The Military Unleashed My Mind

By Paul H. Smith
Author of Reading the Enemy's Mind

I didn’t dream that I would discover first hand that ESP was real. I certainly never imagined that one day I might find myself using mental powers to fight the Cold War. Now, more than twenty years from the day I was recruited, it still seems fantastical if I think on it too long.

I did have adolescent dreams of intrigue. I grew up with James Bond, and longed for the glamorous life of a spy. I also read science fiction, some involving ESP – telepathic animals, or alien strangers marooned on Earth, hiding their psychic powers from suspicious human neighbors. But that was all fantasy – or so I thought by the time I got around to joining the no-nonsense United States Army. I was wrong.

One day, in a scene right out of Men In Black, all that changed. With no warning that such a thing might exist, I was recruited to become a remote viewer – a specialized kind of psychic spy – for the US Government.

How I was chosen to become a remote viewer is a convoluted tale, which you’ll find among the pages of my book, Reading the Enemy’s Mind. Suffice it to say that this event profoundly altered the course of my life in ways I could not have predicted. Before the decade was out, I and the diverse group of folks I met in what came to be known as CIA’s Star Gate Program had poked our minds into nearly every corner of the world and identified threats to American security, helped to capture narco-traffickers on the high seas, searched for kidnaped hostages, and spied out the secrets of many a potential foe – all without leaving our windowless building hidden among the trees on an Army post in Maryland.

Along this journey some astonishing things happened. Using remote viewing I accurately foresaw an Iraqi surprise attack on an unwitting American warship fifty hours before it actually happened. I experienced at the sub-atomic level the powerful energy flux from what may have been a Soviet particle beam weapon.

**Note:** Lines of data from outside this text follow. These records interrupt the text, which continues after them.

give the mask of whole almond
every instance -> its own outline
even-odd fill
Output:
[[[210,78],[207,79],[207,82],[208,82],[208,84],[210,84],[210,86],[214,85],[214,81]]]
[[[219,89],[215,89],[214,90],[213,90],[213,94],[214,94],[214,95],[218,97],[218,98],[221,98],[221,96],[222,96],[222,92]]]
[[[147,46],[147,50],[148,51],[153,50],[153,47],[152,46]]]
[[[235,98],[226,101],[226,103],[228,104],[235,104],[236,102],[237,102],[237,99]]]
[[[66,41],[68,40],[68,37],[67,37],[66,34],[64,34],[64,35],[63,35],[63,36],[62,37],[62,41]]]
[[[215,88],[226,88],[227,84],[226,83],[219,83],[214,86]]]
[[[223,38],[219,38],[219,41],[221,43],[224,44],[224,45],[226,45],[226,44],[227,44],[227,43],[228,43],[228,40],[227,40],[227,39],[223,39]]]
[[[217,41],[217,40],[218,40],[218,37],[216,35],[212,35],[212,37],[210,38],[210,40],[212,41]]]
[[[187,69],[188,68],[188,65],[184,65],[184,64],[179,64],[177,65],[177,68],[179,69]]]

I helped describe a turncoat secret agent who was giving away the CIA’s secrets to its nemesis, the KGB. Though we had our failures, I also watched my fellows pull off similar, sometimes even more sensational feats. The impossible we did every day – the miraculous didn’t seem to take much longer.

These are not the fevered meanderings of an addled brain. They are matters of official record, now largely declassified by the US Government.

So what is remote viewing? According to the government training manual on the subject, it is "The acquisition and description, by mental means, of information blocked from ordinary perception by distance, shielding or time." In other words, it is the ability humans have to perceive real impressions, concepts, and sensory experiences at a distant or hidden location using the powers of the mind alone. There is, to be sure, much more to it, but not enough space to explore it further here.

Most surprising is that remote viewing eventually became almost like just another job. “You know what amazes me about this, Paul?” one of my friends said to me one day as he prepped for yet another trip into the ether. “This doesn’t amaze me anymore!” But that was only partly true. Many of our forays into mind-space became routine; after all, how many secret Soviet laboratories can you visit, and how many drug-smuggling boats can you trace before boredom sets in?

Still, there was the occasional miracle that could astonish us government remote viewing “spooks,” even jaded as we were. Some of these, too, are recorded in my book.

Now there is a whole new generation of people to talk to about remote viewing and to teach how to do it. Much of the amazement I experience comes now through their eyes. As I watch a novice viewer have her first success in describing a place to which she has never physically been; or when I share the astonishment of a more advanced student when he uncovers intrinsic, complex details about a person or an event, the identity of which had been kept hidden from him until now, I remember the excitement I felt when I first accomplished those same kinds of things.

Not many months ago, I had just such an experience when, unbeknownst to her, I gave a young woman taking my Intermediate Course the task of describing the main building of the top secret National Security Agency. Within a few minutes, and without knowing consciously what the target was, she reported the following information:

[the people who work here] synthesize information from a lot of different sources and on different topics from all over the world. They are gathering information from satellites, information on world events, political uprisings, weather, and putting it together in classified reports.

She went on to summarize quite accurately the sort of information she found in some of these reports as:

...a summary of events in world hot spots such as the Middle East, China, etc. The reports include information on food supplies, population census data. They are composites of data and facts in order to predict future events, used in scenario planning and actions for deployment

Until she was finished and I showed her a picture of the location to where she had sent her conscious awareness, she had no clue that she had “been” to the famous spy agency. Yet in these words and others also recorded at the time, she described it almost perfectly. I admit to being unexpectedly amazed once again at remote viewing’s power.

Appropriate to the theme of this magazine, remote viewing does indeed involve a phenomenon – one whose cause-and-effect we don’t understand, and one we barely know how to use. But that’s where the fun begins: Those who elect to delve into remote viewing know we’re at the frontier. Beyond us beckons terra incognita – unknown terrain, luring us on with promises of amazements yet to be had.